The study aimed to investigate the existing SD1 gene by resequencing selected rice landraces. The genetic variation within the SD1 gene across seven landraces (Ankalikyari, Dha, Gadyali, Lodiari, RatinDhan, Rodhni, and Thakurprasad) and two modified varieties (Improved Samba Masuri and Pusa 44) were analyzed. Plant height exhibited phenotypic diversity among these varieties. Through resequencing, Single Nucleotide Polymorphisms (SNPs) and Multi-Nucleotide Variations (MNVs) were identified within the SD1 gene and annotated in relation to the genic regions of the rice genome.

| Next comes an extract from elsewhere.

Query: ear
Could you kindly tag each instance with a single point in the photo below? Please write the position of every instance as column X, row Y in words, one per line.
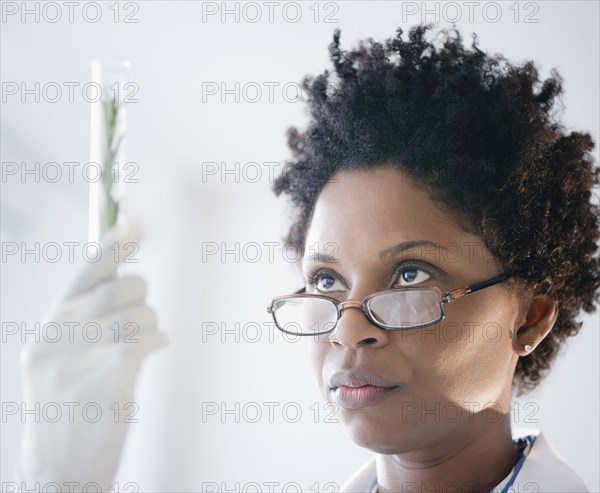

Analysis of SNP variations in the SD1 gene revealed interesting results. Ankalikyari and Dha exhibited no SNP variations and were identical to the reference SD1 gene (Nipponbare). In contrast, the other seven accessions shared a common SNP at position Chr1:38385057, resulting in an amino acid modification from Glutamine (GLN) to Arginine (ARG). This missense variant had a moderate impact on protein function.
Furthermore, the Improved Samba Masuri accession displayed three additional SNP variations. One particular SNP at position Chr1:38382764 (A to G) caused an amino acid modification from Tyrosine (TYR) to a stop codon. The truncated protein resulting from this SNP affected the folding of the SD1 protein, leading to defective function. Under controlled conditions, it was confirmed that Improved Samba Masuri had the shortest plant height among the tested varieties. Hence, this specific SNP variant may be responsible for the observed reduction in plant height in Improved Samba Masuri.
In conclusion, this study identified genetic variations within the SD1 gene, including a common SNP variant in seven accessions and a significant SNP variant in Improved Samba Masuri. These variations may influence plant height through alterations in protein function. The findings contribute to understanding the genetic factors underlying plant height variation in rice and have implications for adaptation and breeding efforts. Further research is needed to comprehensively understand the genetic factors involved in plant height variation and identify additional genes associated with this trait.
Keywords: rice landraces, resequencing, SNPs, SD-1 gene, allele mining.